PyParsing simple language expressions
I am trying to write something that will parse some code. I can parse foo(spam)
and successfully spam+eggs
, but foo(spam+eggs)
(recursive descent? My terminology from compilers is a bit rusty) fails.
I have the following code:
from pyparsing_py3 import *
myVal = Word(alphas+nums+'_')
myFunction = myVal + '(' + delimitedList( myVal ) + ')'
myExpr = Forward()
mySubExpr = ( \
myVal \
| (Suppress('(') + Group(myExpr) + Suppress(')')) \
| myFunction \
)
myExpr << Group( mySubExpr + ZeroOrMore( oneOf('+ - / * =') + mySubExpr ) )
# SHOULD return: [blah, [foo, +, bar]]
# but actually returns: [blah]
print(myExpr.parseString('blah(foo+bar)'))
A couple of questions: delimitedList looks for the comma-delimited list myVal, ie identifiers, as the only acceptable form of argument list, so of course it cannot match "foo + bar" (not the comma-delimited list myVal!); a fix that shows differently - myVal and myFunction start the same, so their order in mySubExpr matters; which shows another one - two levels of nesting instead of one.

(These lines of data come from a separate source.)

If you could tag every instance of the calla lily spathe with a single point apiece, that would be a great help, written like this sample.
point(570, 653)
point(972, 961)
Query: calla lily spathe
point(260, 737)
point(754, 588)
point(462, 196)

These versions look ok ...:
myVal = Word(alphas+nums+'_')
myExpr = Forward()
mySubExpr = (
(Suppress('(') + Group(myExpr) + Suppress(')'))
| myVal + Suppress('(') + Group(delimitedList(myExpr)) + Suppress(')')
| myVal
)
myExpr << mySubExpr + ZeroOrMore( oneOf('+ - / * =') + mySubExpr )

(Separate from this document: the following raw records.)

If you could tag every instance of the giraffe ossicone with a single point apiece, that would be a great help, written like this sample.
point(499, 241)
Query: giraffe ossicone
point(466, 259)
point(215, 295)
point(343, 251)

print(myExpr.parseString('blah(foo+bar)'))
emits ['blah', ['foo', '+', 'bar']]
at will. I've also removed the redundant backslashes, since the logical continuation of the line occurs within parentheses; they were harmless, but obstructed readability.
source to share
I have found that it is a good habit to enter into when using the '<<forward operator is to always enclose the RHS in parentheses. I.e:
myExpr << mySubExpr + ZeroOrMore( oneOf('+ - / * =') + mySubExpr )
it's better:
myExpr << ( mySubExpr + ZeroOrMore( oneOf('+ - / * =') + mySubExpr ) )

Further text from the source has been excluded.